On the other hand, if the larger company’s days payable were reduced back to 35 days, the smaller company would have access to that $30,000 in cash each month.

Mulford thinks that the probability that a bigger company would be better able to handle a lack of cash than a smaller company would was likely part of the thinking behind the Obama administration’s launch earlier this month of an initiative to boost working capital among smaller companies.

Called SupplierPay, the program currently includes 26 big companies — including Apple, Coca-Cola, Lockheed Martin and Salesforce.com — that have committed to one of two actions.

One choice is to either pay their small suppliers faster than they do today “in order to reduce their capital needs,” according to a White House press release. The other alternative would be to enable “a financing solution that helps small suppliers to access working capital at a lower cost.”

In one example cited by the White House, Intuit “is making a permanent change to its payment term policy to accelerate the payment terms for its small business suppliers, who will now be paid within 10 days.”

The program is a follow-up to the Federal Government’s QuickPay initiative, which was launched in 2011. QuickPay requires federal agencies to speed payments to small-business contractors “with the goal of paying within 15 days,” according to the release.

To Mulford, 15 days “sounds like a fairly lofty goal” for most companies, “considering the time it takes the company to produce the invoice and get it in the mail.”

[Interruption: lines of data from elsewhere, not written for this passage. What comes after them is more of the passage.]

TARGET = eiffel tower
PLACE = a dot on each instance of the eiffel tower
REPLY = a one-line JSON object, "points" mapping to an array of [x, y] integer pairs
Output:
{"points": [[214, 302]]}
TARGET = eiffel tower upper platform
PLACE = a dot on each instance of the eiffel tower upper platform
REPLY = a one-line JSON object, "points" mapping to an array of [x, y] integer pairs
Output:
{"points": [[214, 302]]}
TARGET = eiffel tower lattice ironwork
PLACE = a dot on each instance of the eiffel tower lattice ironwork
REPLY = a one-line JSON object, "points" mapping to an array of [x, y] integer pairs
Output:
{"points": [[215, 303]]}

The sentiment, however, is on target, according to the professor. If small companies get their cash flow sooner, “they will be in a better position to hire, to buy new capital assets, all the things that help the economy,” he says. “That’s in all our interests.”

On the other hand, larger companies could find themselves seriously short of free cash flow if they slash their days payable. “And for these large public companies that’s everything,” Mulford says. “If they lower their free cash flow, they lower their ability to make capital investments, invest in dividends and do acquisitions.”